Da hattest du matrix triologie plus animatrix als story verbunden und die geomod engine von red faction und die bullet time von max payne das war so cool


----------



## Worrel (24. Dezember 2021)

LOX-TT schrieb:


> bitte beim Thema bleiben und hier nicht in irgendwelche absurden Verschwörungen abdriften, hier geht es um Matrix 4 oder zumindest das Matrix-Franchise.


Nun ja, grundsätzlich ist der Plot der Matrix Trilogie ja ein Fest für Verschwörungstheoretiker. "Alles von der Matrix gelenkt!" -_ *schwurbel*_

Matrix ist aber eher als _generelle _Systemkritik gemeint - und vor allem: in erster Linie als Unterhaltung (immerhin kommen ja Werwölfe & Vampire inUniverse vor)


----------



## EvilReFlex (24. Dezember 2021)

Verstehe das geheule nicht, ich finde den neuen Film super.


----------



## Phone (24. Dezember 2021)

MarcoKaribik schrieb:


> Wo der Rechtschreibkrieg beginnt endet die Diskussion.
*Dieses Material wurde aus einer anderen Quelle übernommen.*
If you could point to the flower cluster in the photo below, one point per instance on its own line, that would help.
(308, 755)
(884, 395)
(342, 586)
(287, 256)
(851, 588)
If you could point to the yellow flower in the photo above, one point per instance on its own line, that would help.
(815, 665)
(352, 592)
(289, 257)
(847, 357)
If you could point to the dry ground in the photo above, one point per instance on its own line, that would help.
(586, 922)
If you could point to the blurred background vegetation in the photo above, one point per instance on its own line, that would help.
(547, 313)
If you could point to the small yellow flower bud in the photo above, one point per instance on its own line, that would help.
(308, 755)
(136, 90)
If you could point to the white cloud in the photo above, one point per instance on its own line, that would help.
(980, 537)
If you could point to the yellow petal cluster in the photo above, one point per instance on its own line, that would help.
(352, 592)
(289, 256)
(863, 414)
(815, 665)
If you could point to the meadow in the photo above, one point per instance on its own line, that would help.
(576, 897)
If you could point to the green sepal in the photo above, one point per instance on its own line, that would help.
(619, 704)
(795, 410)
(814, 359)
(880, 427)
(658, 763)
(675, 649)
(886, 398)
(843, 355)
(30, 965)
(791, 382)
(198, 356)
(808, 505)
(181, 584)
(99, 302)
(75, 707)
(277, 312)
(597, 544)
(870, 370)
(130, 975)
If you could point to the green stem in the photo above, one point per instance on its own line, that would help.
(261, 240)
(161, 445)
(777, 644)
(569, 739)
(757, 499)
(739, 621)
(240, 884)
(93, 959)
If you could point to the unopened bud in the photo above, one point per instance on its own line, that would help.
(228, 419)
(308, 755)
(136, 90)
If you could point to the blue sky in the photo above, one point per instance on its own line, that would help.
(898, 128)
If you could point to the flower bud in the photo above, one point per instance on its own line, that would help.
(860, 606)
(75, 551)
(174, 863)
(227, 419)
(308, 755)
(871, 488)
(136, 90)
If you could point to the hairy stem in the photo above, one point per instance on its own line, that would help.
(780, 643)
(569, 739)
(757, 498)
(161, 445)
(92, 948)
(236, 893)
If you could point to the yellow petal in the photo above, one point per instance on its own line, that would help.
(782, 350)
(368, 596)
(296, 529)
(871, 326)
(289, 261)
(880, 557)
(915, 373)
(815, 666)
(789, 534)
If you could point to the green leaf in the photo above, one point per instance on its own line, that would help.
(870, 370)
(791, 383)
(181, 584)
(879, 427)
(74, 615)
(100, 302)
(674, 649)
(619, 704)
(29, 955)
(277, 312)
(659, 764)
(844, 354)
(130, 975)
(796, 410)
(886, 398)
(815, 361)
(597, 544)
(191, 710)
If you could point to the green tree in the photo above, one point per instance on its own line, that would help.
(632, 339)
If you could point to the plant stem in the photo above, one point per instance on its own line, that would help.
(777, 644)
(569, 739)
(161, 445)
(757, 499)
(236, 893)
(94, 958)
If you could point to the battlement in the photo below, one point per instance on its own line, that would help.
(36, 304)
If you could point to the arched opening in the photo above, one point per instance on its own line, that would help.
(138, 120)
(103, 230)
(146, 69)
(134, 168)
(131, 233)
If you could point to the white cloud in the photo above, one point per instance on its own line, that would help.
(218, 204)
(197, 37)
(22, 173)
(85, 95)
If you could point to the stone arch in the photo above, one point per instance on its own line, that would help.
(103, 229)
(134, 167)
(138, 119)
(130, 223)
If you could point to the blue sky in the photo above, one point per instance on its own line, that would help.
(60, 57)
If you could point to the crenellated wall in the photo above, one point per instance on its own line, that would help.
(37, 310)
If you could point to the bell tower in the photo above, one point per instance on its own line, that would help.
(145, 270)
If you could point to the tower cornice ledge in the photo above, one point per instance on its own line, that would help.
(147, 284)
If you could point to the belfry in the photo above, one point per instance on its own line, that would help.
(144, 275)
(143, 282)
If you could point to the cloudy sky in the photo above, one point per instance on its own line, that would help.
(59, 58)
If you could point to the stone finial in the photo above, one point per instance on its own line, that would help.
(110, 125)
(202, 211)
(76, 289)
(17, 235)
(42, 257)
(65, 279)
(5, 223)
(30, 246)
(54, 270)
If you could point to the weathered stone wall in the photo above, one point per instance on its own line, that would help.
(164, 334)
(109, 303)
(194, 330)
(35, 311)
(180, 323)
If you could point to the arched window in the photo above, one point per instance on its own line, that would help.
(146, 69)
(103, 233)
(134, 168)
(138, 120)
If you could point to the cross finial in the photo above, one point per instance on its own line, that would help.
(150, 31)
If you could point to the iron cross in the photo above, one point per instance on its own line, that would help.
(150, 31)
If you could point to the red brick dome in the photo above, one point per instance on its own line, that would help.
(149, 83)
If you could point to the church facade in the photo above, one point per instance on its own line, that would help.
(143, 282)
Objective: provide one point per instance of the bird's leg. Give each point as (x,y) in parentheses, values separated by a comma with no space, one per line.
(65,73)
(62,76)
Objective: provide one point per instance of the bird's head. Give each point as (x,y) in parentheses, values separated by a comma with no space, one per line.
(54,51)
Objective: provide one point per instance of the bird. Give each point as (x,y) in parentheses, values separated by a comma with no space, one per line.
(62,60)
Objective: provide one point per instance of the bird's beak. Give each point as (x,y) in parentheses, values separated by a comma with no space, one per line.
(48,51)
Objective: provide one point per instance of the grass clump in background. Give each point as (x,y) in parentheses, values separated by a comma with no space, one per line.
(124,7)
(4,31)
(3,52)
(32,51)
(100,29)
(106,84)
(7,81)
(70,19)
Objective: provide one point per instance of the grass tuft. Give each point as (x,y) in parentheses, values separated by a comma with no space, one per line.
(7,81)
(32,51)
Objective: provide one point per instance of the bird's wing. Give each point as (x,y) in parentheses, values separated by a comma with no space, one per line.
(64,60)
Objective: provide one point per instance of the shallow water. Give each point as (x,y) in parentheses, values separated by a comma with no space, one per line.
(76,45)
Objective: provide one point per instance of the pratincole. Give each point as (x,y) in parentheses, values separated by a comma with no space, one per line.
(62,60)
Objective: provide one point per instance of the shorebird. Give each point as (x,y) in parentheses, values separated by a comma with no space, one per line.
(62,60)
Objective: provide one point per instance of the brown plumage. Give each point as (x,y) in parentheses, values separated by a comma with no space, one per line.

Zu diesem Thema kann ich jedem das Buch Hypermoral von Alexander Grau empfehlen.
> Was ich mich nun frage, findet diese unsinnige Diskussion derzeit eigentlich überall statt oder ist dies ein "deutsches Problem"?
> 
> 
> ...


Gebrannte Fraudeln wären wohl Hexen und dies ist eine weitere Form der Diskriminierung daher...Wie Man(n) es macht ist es falsch


----------



## Rodny (25. Dezember 2021)

Für mich ist der Film nicht die ganze große "Erleuchtung", aber auf alle Fälle gute Unterhaltung. Die Trilogie war seinerzeit ein Meilenstein doch um das heute zu steigern wäre mehr Innovation und dramaturgische Intelligenz sowie Sensitivität von Vorteil.


----------



## MarcoKaribik (25. Dezember 2021)

Wynn schrieb:


> __ Youtube
> - Extern eingebundener Inhalt
> 
> 
> ...



So cool dass es nach dem Autobahn Level auf meinem PC nicht mehr funktioniert hat...


----------



## MarcoKaribik (25. Dezember 2021)

Worrel schrieb:


> Nun ja, grundsätzlich ist der Plot der Matrix Trilogie ja ein Fest für Verschwörungstheoretiker. "Alles von der Matrix gelenkt!" -_ *schwurbel*_
> 
> Matrix ist aber eher als _generelle _Systemkritik gemeint - und vor allem: in erster Linie als Unterhaltung (immerhin kommen ja Werwölfe & Vampire inUniverse vor)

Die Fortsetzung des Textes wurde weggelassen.